Grinding the rapeseeds in glass introduced some metals to the rapeseeds, namely, sodium, chromium, zinc, and lead. This may be due to metals sticking to the glass in small quantities, despite acid washing prior to use. However, we have still shown that biodiesel is not produced after grinding rapeseed shells in glass and then refluxing. This further proves that chromium, while present, does not complex with the lignin within the rapeseed shells. The same is likely true of zinc and lead. The biodiesel itself was shown to have significantly lower metal concentrations than the untreated rapeseeds for magnesium, aluminum, iron, nickel, and zinc.

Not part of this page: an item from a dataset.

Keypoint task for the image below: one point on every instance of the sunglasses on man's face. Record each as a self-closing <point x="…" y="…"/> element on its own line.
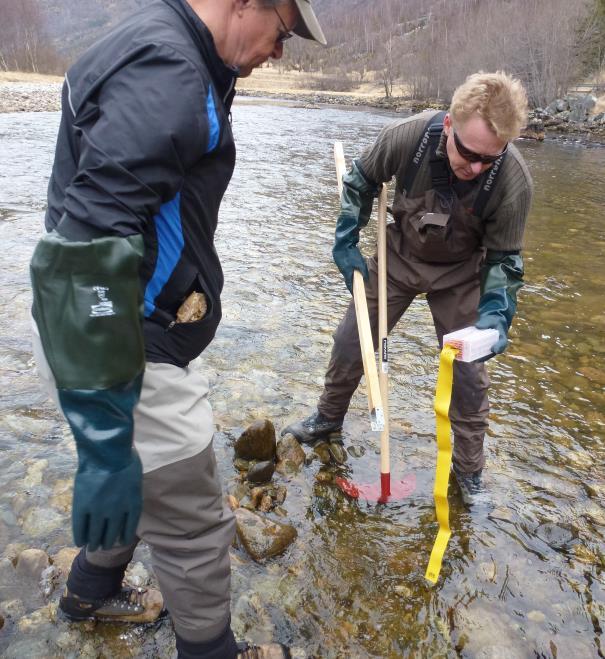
<point x="471" y="156"/>
<point x="284" y="34"/>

Furthermore, there was no significant change in concentration for chromium, manganese, or lead. The methanol also did not hold onto metal, indicating that the shells themselves hold onto the metals, avoiding affecting the quality of the biodiesel via the mechanical milling method.

4. Conclusions

We have discovered that the catalytic support within the seed shells is lignin, which is activated by metals, manganese and iron, in the canister during ball milling. This process produces biodiesel with yields of up to 90% for lignin within rapeseeds and sunflower seeds and yields up to 75% for valorized lignin due to the increased heterogeneity of the lignin. ICP-MS showed that ball milling and grinding with stainless steel introduces metals to rapeseed shells, and the shells retain the metals after transesterification with methanol and oil. Specifically, the lignin within the rapeseed shells retains manganese and iron, complexing with them and thus providing catalytic activity during milling or refluxing. This complexation is expected to occur through acidic sites within lignin that are exposed via mechanical force. Initial scale up and energetic considerations have been investigated in [35] with the use of a planetary ball mill, which requires longer milling times but less energy consumption in comparison to the high-energy ball mill used in this study.